Wir denken dabei besonders an junge Menchen, die von uns gegangen sind.
Auch verschiedene Krankheiten und Unfälle machten auf sich aufmerksam
und ließen uns spüren, wie angefochten unser Leben bleibt.
Einen kräftigen Regenguß bekamen wir ab, wie Ende Juni der,
Leiter des Kirchenchores nach zwei Jahren Tätigkeit kündigte.
Sängerinnen und Sänger sind wirklich nicht zu beneiden. Auch
der Kirchenchor steht vor einer ungewissen Zukunft. Zu guter letzt suchten
Ischiasschmerzen den Organisten heim, sodaß im Augenblick die Kirchenmusik
in Obermais "nichts zu feiern" hat.
Bessere Nachrichten
kamen vom Zeltlager der Jungschar in Aldein. Ungefähr
80 Grund- und Mittelschüler nahmen daran teil u. wurden von ca. 20
Jugendlichen und einigen Erwachsenen betreut. Die gute Zusammenarbeit
und frohe Erlebnisse geben Hoffnung für die Zukunft.

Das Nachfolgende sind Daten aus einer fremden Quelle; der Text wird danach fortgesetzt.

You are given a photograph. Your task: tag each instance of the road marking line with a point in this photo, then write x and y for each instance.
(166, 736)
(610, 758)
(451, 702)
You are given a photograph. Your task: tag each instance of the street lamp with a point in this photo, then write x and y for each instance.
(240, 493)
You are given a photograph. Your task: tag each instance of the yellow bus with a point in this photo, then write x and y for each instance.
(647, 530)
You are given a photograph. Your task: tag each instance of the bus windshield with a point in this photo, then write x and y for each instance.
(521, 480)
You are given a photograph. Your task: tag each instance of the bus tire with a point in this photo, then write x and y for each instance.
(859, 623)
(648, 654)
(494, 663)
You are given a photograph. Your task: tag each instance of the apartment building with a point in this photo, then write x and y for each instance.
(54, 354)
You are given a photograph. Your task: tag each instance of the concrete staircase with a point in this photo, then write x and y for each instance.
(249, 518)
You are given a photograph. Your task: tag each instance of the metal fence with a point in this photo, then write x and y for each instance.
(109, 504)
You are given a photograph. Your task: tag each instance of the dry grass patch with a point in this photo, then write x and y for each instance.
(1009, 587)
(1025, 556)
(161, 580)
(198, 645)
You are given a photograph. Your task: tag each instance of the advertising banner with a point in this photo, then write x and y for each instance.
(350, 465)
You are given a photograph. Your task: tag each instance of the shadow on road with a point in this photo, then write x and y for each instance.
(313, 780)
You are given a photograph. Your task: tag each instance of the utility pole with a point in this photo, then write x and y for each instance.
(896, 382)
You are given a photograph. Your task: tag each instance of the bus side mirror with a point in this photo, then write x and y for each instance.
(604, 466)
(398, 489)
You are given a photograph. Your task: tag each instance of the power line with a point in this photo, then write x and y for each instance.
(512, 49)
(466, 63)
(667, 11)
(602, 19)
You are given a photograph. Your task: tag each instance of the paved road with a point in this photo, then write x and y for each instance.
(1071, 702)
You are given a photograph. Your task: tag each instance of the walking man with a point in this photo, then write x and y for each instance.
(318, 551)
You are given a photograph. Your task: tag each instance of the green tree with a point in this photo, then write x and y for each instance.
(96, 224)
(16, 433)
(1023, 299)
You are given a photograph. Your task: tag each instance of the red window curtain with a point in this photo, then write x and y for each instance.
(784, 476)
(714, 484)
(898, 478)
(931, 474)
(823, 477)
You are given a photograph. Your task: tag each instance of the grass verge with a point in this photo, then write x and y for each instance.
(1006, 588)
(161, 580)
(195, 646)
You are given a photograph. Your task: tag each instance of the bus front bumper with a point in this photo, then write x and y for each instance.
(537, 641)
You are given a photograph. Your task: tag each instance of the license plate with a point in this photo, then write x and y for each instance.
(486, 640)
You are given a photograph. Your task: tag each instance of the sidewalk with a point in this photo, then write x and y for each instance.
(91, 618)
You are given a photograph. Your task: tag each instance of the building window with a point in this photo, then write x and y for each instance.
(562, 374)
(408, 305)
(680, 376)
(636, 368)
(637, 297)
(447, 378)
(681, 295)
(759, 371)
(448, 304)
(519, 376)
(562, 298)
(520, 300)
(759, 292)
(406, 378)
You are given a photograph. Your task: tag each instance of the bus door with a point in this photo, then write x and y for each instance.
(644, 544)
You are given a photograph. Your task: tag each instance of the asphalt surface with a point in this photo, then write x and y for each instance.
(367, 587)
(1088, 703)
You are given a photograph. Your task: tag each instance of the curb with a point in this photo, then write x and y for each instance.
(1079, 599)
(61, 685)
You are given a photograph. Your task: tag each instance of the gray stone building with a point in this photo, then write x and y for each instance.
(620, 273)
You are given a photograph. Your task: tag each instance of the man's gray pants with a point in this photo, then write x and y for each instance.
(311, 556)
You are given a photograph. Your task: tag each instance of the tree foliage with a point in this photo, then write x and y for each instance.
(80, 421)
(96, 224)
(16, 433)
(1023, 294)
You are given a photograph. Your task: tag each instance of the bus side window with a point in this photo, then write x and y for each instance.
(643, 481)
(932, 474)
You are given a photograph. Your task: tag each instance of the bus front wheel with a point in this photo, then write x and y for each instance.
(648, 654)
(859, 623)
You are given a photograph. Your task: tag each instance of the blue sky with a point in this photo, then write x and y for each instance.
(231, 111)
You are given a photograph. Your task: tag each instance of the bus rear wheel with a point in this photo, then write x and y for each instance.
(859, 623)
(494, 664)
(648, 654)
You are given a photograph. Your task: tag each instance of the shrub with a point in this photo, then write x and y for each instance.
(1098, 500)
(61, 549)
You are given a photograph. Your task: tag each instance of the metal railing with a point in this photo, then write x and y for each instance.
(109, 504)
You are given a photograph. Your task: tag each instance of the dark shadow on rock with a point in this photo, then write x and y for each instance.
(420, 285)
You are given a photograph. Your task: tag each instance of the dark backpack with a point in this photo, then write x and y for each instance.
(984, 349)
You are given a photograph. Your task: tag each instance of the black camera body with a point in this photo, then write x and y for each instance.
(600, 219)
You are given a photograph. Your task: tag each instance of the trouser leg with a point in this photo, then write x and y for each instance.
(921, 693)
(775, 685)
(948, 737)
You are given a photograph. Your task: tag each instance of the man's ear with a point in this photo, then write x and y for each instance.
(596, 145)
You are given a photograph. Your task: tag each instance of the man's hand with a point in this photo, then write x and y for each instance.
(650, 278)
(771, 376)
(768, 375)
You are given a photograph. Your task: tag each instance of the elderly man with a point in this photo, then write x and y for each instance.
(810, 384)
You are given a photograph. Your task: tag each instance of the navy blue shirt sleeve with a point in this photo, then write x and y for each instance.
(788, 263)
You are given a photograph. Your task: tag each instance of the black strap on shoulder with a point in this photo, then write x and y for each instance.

Martin Schnitzer und Veit Gamper treten jetzt nach fünf
Jahren als Verantwortliche ab. Die Pfarrei und die vielen"Zeltlagerer"
sagen ein aufrichtiges Vergelt's Gott und wünschen den Nach folgern
einen guten Einstand.
Von der besten Seite zeigte sich der vorhin gescholtene Sommer beim Pfarrfest
am 12. September. Der Platz "auf der Lahn" entpuppte sich als
ein Geheimtip unter den raren Festplätzen in Obermais. Die Arbeitsgruppe
des Pfarrgemeinderates war letzten Endes selbst über das Gelingen
erstaunt und besonders erfreut über das Echo von seiten der Bevölkerung.
Das Anliegen des Tages "Gemeinschaft erleben - Gemeinschaft schaffen"
wurde durch Messfeier, Tischgemeinschaft, Musik, Quiz
und Spiele in die Tat umgesetzt.
Allen freiwilligen Mitarbeiterinnen und Mitarbeitern gilt unser aufrichtiger
Dank, besonders den Verantwortlichen für die Knochenarbeit der Vorbereitung
und Durchführung. Anerkennung gilt der Bürgerkapelle für die feine Unterhaltung
und der Feuerwehr und den übrigen Vereinen sagen wir "DANKE" für die Leihgabe
des Festplatzes samt Zubehör.
Dem ersten Pfarrfest mögen weitere folgen. Dies wünscht sich nicht nur
der nicht immer "geistliche" Festteilnehmer und viele aus der Pfarre,
die diesen Tag in guter Erinnerung behalten.